I guess the biggest difference between then and now is that I don't have a job waiting for me afterwards. And I'm not living at home, rent free. I'm now paying rent. Wherever I end up, whether it's in another part of the country or back in New Hampshire, I'm paying rent.
I worry about money constantly at the moment. Perhaps because right now I might be in some kind of debt to various parties. Maybe. And I just want to drive off. But I can't even let myself start planning until I'm out of debt. Even though it's alllll I want to do. But until I have enough money, I continue to put my planning on old. But it's happening. The urge to just drive away from it all is strong, and it will eventually pull me through my fears of being homeless and penniless.

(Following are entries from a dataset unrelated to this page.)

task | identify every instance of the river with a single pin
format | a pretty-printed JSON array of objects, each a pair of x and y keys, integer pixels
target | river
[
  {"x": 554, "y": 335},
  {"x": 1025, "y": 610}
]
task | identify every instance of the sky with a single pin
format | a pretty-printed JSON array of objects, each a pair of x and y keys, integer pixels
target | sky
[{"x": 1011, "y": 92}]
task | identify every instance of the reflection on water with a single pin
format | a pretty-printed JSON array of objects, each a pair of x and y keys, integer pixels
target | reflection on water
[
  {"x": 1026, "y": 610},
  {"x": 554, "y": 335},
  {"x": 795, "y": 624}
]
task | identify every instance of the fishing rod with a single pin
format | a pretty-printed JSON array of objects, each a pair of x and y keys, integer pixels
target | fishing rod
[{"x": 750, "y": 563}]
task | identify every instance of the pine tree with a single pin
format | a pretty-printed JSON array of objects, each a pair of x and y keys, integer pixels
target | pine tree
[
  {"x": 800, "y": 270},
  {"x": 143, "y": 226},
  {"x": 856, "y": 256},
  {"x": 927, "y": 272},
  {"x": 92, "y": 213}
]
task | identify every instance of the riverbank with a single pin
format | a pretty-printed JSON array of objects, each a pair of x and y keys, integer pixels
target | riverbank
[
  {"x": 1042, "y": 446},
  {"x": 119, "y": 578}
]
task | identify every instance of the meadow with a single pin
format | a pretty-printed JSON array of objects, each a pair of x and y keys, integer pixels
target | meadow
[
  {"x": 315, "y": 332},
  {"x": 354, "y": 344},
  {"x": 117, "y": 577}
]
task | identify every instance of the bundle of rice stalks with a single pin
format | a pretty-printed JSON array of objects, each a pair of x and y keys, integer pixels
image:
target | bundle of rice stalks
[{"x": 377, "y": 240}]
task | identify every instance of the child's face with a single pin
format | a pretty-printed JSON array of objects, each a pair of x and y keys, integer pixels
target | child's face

I have to stop worrying. I have to start making it happen. There are ways to travel cheaply. Live off granola bars. If this trip is anything like my last, the things I'll see and the people I'll meet will be nourishing enough; my car snacks and one regular meal a day will be more than enough actual food. Couch surfing. Last time around, I camped out almost every night, which wasn't too expensive, probably averaged $30 a night. I might try couch crashing more this time around. Setting up connections with people from high school and college who live across the country. Talk to friends about if they have family who wouldn't mind hosting a lovely lady like myself for a night. Try out the official couchsurfing website. Camping in more national parks rather than the KOA parks I did last time. Sure, they made me feel safer, but they were often like $20 more. I'll make sure I bring mace this time around. The biggest cost should be gas. And hopefully I'll have a new car that is a bit better on gas mileage and not take premium gas like my current vehicle does now. There's unfortunately not a lot I can do to change that one. The final major cost is the attractions. I did a pretty good job of finding plenty of enjoyment in free/cheap entertainment last time. I can still remember St. Louis being a very successful day for me. Free Bud tour, free zoo visit, free parking just by charging the parking guy's phone for a few minutes, free beautiful walking tour I took myself on of the city. An extremely enjoyable day in the city for only the cost of $5 parking and dinner. Success. It doesn't take a lot for me to find enjoyment in the little things. I'll make note of what one day, if I ever come into some money, I would want to come back and see. Until then, I'm happy with the free museums and parks and attractions.
See, I tell myself, there is really no reason to worry about the money. You went last time for 5 weeks with a little less than $3,000. And there were definitely cheaper choices you could have made. A hotel once a week? Psh, who needs it?!? 2-3 beers at dinner? Get a sampler and you'll be happier and get to try plenty. $3,000 is not a ridiculous amount to save up between. So what if you don't really have a social life between now and then. It'll be worth it in the end, you know it. You can do it!
So, I'm putting aside the worry. I'm putting aside the stress. I'm also putting aside the money.
West coast (and everything on the way), here I come!